Are we talking GNU Make, nmake, BSD Make? (Isn't this why autotools exist in the first place -- to make something allegedly cross-platform for different flavors of Make)?

I get bitten repeatedly by sh being a symlink to different Shells, even though I've been using it for many years. The most recent piece of insanity being "cd foo bar" resulting in an error, but changing to foo directory while in some other version simply resulting in an error.

Also, error reporting. It's way too broken to consider sh a reliable tool. I wish things could be done with very simple tools and all this complexity around them was unnecessary. Unfortunately, here, this complexity while isn't unavoidable is indeed warranted due to abysmal quality of the simple tools.
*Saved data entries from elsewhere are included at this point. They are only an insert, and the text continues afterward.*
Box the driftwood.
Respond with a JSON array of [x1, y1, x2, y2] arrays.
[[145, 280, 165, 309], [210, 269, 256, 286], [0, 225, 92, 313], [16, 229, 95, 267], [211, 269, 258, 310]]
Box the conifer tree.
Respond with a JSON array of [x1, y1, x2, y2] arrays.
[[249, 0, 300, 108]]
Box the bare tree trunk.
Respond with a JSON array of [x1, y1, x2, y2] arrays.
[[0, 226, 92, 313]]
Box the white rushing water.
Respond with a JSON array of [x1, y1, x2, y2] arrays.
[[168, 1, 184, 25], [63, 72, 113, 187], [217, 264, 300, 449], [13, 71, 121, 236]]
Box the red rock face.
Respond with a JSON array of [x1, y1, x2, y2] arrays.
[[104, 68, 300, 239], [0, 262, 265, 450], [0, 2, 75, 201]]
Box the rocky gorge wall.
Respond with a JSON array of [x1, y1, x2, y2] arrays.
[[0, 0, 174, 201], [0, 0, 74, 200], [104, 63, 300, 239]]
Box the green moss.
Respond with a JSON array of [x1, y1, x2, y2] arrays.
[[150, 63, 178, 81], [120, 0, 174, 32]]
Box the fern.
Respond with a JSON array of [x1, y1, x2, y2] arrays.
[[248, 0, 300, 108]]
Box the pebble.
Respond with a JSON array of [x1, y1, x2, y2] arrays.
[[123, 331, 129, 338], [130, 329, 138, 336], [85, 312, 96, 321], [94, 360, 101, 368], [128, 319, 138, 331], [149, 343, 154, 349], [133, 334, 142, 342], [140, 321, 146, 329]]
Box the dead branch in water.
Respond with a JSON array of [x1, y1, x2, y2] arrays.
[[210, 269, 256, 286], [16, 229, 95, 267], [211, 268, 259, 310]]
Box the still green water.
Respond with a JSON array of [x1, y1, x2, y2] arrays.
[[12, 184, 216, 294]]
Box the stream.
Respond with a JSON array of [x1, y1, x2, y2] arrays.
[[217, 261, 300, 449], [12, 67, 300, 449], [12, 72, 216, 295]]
I understand the sentiment, but I think it's phrased incorrectly.

What's needed is a formally defined CI spec(s). Common is bad for the same reason any monopoly is bad. Formally-defined solves some of the same problems common is solving where it's important to be protected from random failures of the sole provider, but it also makes it, at least theoretically, easier to have multiple providers.

This is similar to how C is different from Make. C is a standard that anyone can implement, while make is a weird language defined by its implementation that some tried to reimplement, but by doing so only increased the insanity of compatibility issues.

Of course there were multiple attempts to make common / standard definitions for general-purpose automation tools. Make is one of those, Ant is another one, and there's plenty more. I'm not sure why none really sticks around to the point of becoming a universally accepted tool / standard. Some reasons I can think about are: languages build special-purpose automation tools around their implementation which are often the selling point of the language, an attempt to sell it to developers, so the authors are disincentivized from making them general-purpose. There isn't a consensus on what such tools should do and what kind of guarantees they need to offer. Some such guarantees may come with a price, sometimes very steep price, so would be hard to sell. Eg. something like tup offers highly reliable reproducible and isolated builds, but at a cost of complexity and resources, whereas something like Make offers no guarantees, but is easier to get started with and to be productive.

Maybe it could be possible to extract just the component of CI that deals with the "skeleton" of automation, defining abstract tasks, dependencies between them etc... but then immediately there'd be plenty of systems that'd try to complement this automation with their own (proprietary) extensions which would circle us back to the initial problem...


The business case for CI vendors is at odds with a common spec.

Otherwise any customer who gets a bill for more than a few dollars will replace them with a VM and copy of Jenkins.


My approach is to write bash scripts that do the heavy lifting, and use of pipes and output redirection to coordinate the individual "steps". For example, one script would run the test suite, and another would process the code coverage reports.

In CI, it now just needs to run the scripts in the correct order.


The source code of the actions is in your repo. This is more of the problem of relying on proprietary software; if the company that makes it dies, you die too!